The codebase is organized into several Python scripts, Jupyter notebooks, and configuration files. The main scripts include:
src/main.py: The main entry point of the application.src/analyze_cards.py: Contains code for analyzing the cards.src/card_selection_ui.py: Contains the user interface for card selection.
The Jupyter notebooks contain code for image preprocessing, text detection, and checkbox classification.
To run the project, execute the main.py script with the appropriate command-line arguments. For example:
pythom -m src.main --images_dir path/to/images --save_dir path/to/save
Please ensure you have the necessary permissions and environment variables set up for using Google Cloud Vision API.

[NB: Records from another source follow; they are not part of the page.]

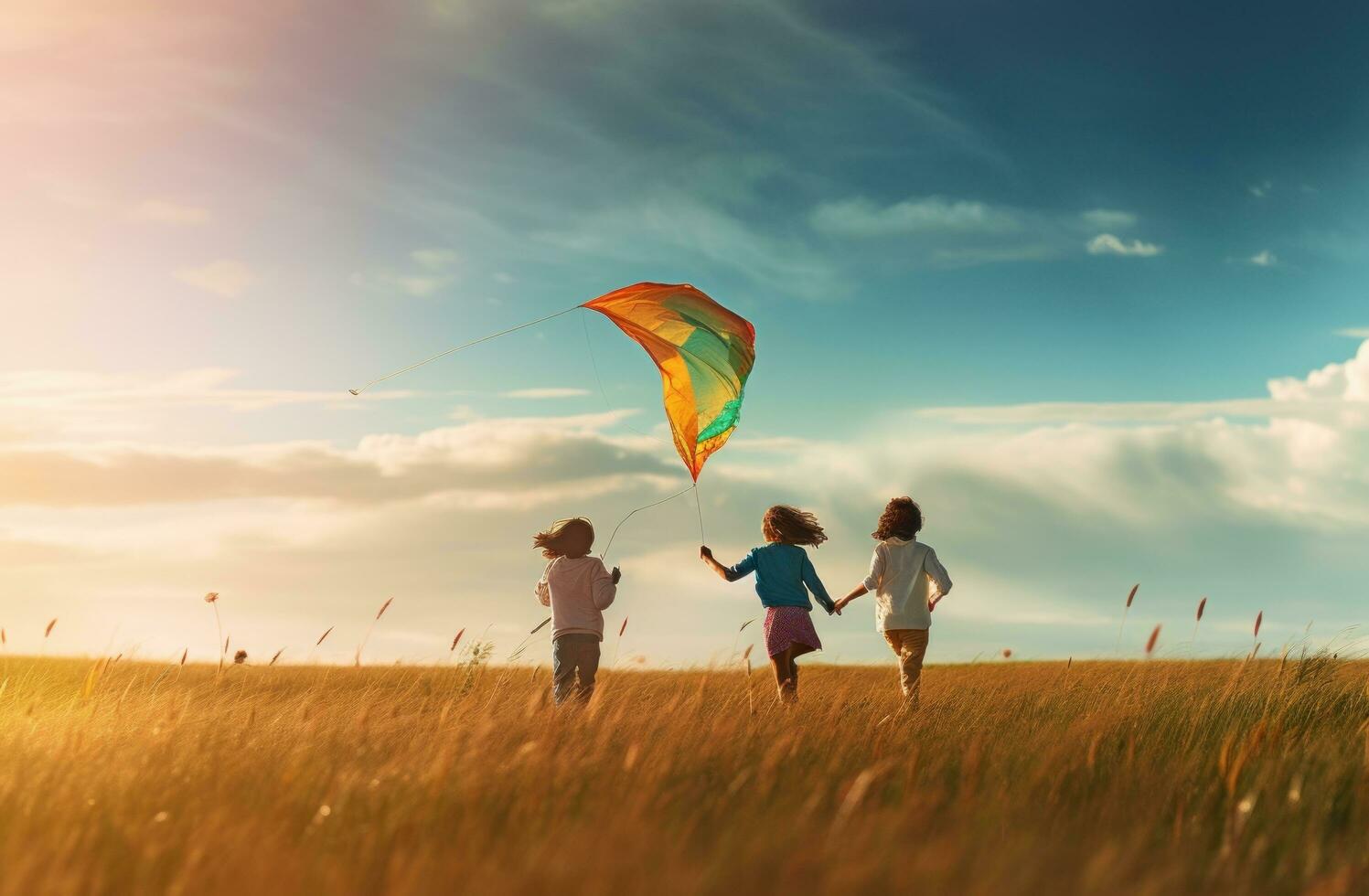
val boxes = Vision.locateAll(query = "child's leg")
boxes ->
[771,647,798,703]
[576,637,600,703]
[884,628,928,709]
[551,636,575,705]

- First, the source images need to be cleaned. Run source images through
notebooks/01_Image_Deskew_and_Trim.ipynbto produce folders of processed images. - Then, use the card box selection UI to select key areas of the box. It uses image similarity to pinpoint the bounding box anchor points to ensure the cropped/sliced cards are perfectly aligned. The runtime may vary, but the expected time to run would be 30 mins per box per 1000 images. Considering there are around 30 boxes and 3000 images, it should take 45 hrs to completely run.
- Then, run the UI with
--no_find_vertexon the subfolders that contain the cropped boxes, outlining the text areas and checkboxes, and then naming them. - If there has not been a trained checkbox identification model, one must be trained. Use the data created in the last step, and manually copy around 20-30 boxes with checks and boxes without checks to two folders. Then adjust the
notebooks/02_Train_Checkbox_Model.ipynband train the model. - Then, initiate the CSV by starting the
notebooks/03_Header_Text_Detection.ipynbnotebook, this will put the image index and relevant info into a table. - Then, modify and run the
notebooks/04_Body_Detect_Text_And_Checkbox.ipynbto classify the checkbox and detect the text, then save them to the CSV. - Finally, run
notebooks/05_Analyze_Data.ipynbto generate insight and visualizations for the retrieved card data.